Partial autocorrelation plot of the predicted residuals looks much better than the one for STL decomposition. Ljung-Box tests is doing definitely better as well; p-value for monthly lags is a bit low but still acceptable.

I also output SMAPE over time for the training (2013 - 2016) and validation (2017 Q1) data, smoothed using LOWESS for better visibility. On average, SMAPE is around 15 and 16 for the training and validation data, respectively. Of course, we yet have no idea how it would perform on the real test data (2018 Q1). 

Overall, the results look okay.

In [None]:
# SMAPE - the official metric for the submission

def smape(y: Union[np.ndarray, float], yhat: Union[np.ndarray, float], average=True, signed=False) -> float:
    """SMAPE evaluation metric"""
    
    if signed:
        result = 2. * (yhat - y) / (np.abs(y) + np.abs(yhat)) * 100
    else:
        result = 2. * np.abs(yhat - y) / (np.abs(y) + np.abs(yhat)) * 100
    if average: return np.mean(result)
    return result

def smape_df(df: pd.DataFrame, average=True, signed=False) -> pd.DataFrame:
    return smape(df.y, df.yhat, average=average, signed=signed)

In [None]:
# -- TODO: Add Ipywidgets?

def prophet_show(item, store, cutoff_train, cutoff_eval, prophet_kwargs, title, 
                 plot_components=True, display_df=True):
    ts = (df_train.query('item == @item & store == @store & date < @cutoff_eval')[['date', 'sales']]
          .rename(columns={'date':'ds', 'sales':'y'})).reset_index(drop=True)
    ind_train = pd.eval('ts.ds < cutoff_train')
    ind_eval = ~ ind_train
    len_train, len_eval = ind_train.sum(), ind_eval.sum()
    ts_train = ts.loc[ind_train]
    m = Prophet(**prophet_kwargs)
    m.fit(ts_train)
    ts_hat = m.predict(ts).merge(ts[['ds', 'y']], on='ds', how='left')
    if display_df: display(ts_hat.tail(3))

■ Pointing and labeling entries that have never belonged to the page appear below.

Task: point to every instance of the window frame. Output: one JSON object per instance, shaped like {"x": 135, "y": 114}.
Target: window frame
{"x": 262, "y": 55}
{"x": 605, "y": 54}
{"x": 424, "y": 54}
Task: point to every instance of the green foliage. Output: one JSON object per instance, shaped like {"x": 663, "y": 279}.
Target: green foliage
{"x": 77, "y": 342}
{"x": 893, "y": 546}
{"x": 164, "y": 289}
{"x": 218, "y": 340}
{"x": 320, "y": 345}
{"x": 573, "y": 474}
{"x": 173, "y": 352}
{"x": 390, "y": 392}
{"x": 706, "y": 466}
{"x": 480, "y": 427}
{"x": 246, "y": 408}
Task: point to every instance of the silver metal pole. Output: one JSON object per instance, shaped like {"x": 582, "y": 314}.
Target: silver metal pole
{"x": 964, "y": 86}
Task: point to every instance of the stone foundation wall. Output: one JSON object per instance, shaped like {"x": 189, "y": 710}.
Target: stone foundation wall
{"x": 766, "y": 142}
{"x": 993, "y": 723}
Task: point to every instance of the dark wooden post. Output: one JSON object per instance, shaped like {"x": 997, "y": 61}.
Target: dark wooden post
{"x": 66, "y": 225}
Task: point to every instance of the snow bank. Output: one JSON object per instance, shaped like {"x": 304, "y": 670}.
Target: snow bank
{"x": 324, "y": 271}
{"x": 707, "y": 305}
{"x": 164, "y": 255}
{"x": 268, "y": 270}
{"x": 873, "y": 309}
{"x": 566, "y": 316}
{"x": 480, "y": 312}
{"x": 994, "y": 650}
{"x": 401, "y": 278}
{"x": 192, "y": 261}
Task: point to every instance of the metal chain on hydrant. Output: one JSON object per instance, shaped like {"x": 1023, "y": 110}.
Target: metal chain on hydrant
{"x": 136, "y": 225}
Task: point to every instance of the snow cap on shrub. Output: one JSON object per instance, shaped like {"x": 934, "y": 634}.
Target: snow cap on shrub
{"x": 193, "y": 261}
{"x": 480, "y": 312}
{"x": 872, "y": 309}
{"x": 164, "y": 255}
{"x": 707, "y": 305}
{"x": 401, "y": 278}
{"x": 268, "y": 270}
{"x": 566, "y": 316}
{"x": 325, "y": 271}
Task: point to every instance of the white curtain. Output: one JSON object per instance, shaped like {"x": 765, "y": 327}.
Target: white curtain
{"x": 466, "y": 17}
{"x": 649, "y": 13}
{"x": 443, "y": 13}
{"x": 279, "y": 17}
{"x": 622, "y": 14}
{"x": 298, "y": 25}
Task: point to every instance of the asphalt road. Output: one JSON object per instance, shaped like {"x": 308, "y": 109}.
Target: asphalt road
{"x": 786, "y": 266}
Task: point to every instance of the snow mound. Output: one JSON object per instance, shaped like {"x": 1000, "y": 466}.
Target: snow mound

    df_combined = ts_hat.assign(smape=0, smape_smooth=0)
    df_combined.smape = smape_df(df_combined, average=False)
    df_combined.loc[ind_train, 'smape_smooth'] = lowess(df_combined.loc[ind_train, 'smape'], range(len_train), frac=0.03, return_sorted=False)
    df_combined.loc[ind_eval, 'smape_smooth'] = lowess(df_combined.loc[ind_eval, 'smape'], range(len_eval), frac=0.35, return_sorted=False)
    smape_in = df_combined.loc[ind_train].smape.mean()
    smape_oos = df_combined.loc[ind_eval].smape.mean()
    
    source = ColumnDataSource(data=df_combined)
    p = figure(plot_width=750, plot_height=200, title=("**{}**     item = {} store = {}     train / test = ..{} / ..{}"
                                                       .format(title, item, store, cutoff_train, cutoff_eval)), 
               x_axis_type='datetime', tools="pan,wheel_zoom,reset")
    _ = p.line(x='ds', y='yhat', source=source)
    _ = p.line(x='ds', y='yhat_lower', source=source, line_alpha=0.4)
    _ = p.line(x='ds', y='yhat_upper', source=source, line_alpha=0.4)
    _ = p.scatter(x='ds', y='y', source=source, color='black', radius=0.2, radius_dimension='y', alpha=0.4)
    _ = p.scatter(x='ds', y='y', source=source, color='black', radius=0.2, radius_dimension='y', alpha=0.4)
       
    deltas = np.abs(m.params['delta'][0])
    delta_max = np.max(deltas)
    df_deltas = pd.DataFrame({'ds': m.changepoints.values, 'delta':deltas, 'delta_scaled':ts_hat.yhat.mean() * deltas / delta_max})
    source2 = ColumnDataSource(df_deltas)
    cp1 = p.vbar(x='ds', source=source2, width=1, top=ts_hat.yhat.mean(), color='red', alpha=0.2, hover_color='red', hover_alpha=1)
    cp2 = p.vbar(x='ds', source=source2, width=1.5e+9, top='delta_scaled', color='red', alpha=0.5)
    p.add_tools(HoverTool(tooltips=[('trend delta', '@delta{.000}')], renderers=[cp2], mode='mouse'))
    # p.add_layout(Label(x=1e+10, y=10, text='xasfdfsdfsd'))
    p.add_layout(BoxAnnotation(left=ts_train.ds.iloc[-1], right=ts.ds.iloc[-1]))
    
    p2 = figure(plot_width=750, plot_height=100, title="SMAPE IS / OOS = {:.3f} / {:.3f}".format(smape_in, smape_oos), x_axis_type='datetime', tools="",
                x_range=p.x_range)
    sm1 = p2.line(x='ds', y='smape_smooth', source=source, color='green')
    p2.add_tools(HoverTool(tooltips=[('smape', '@smape')], renderers=[sm1], mode='vline', line_policy='interp'))
    p2.add_layout(BoxAnnotation(left=ts_train.ds.iloc[-1], right=ts.ds.iloc[-1]))
    p2.yaxis[0].ticker.desired_num_ticks = 2
    bokeh.io.show(bokeh.layouts.column(p, p2))
    
    if plot_components:
        _ = m.plot_components(ts_hat, uncertainty=True)
        fig, ax = plt.subplots(1, 1, figsize=(12, 2))
#         res = ts_hat.query('ds < @cutoff_train').yhat - ts_train.y
        res = (df_combined['y'] - df_combined['yhat'])
#         adfuller_stat = statsmodels.tsa.stattools.adfuller(res.values)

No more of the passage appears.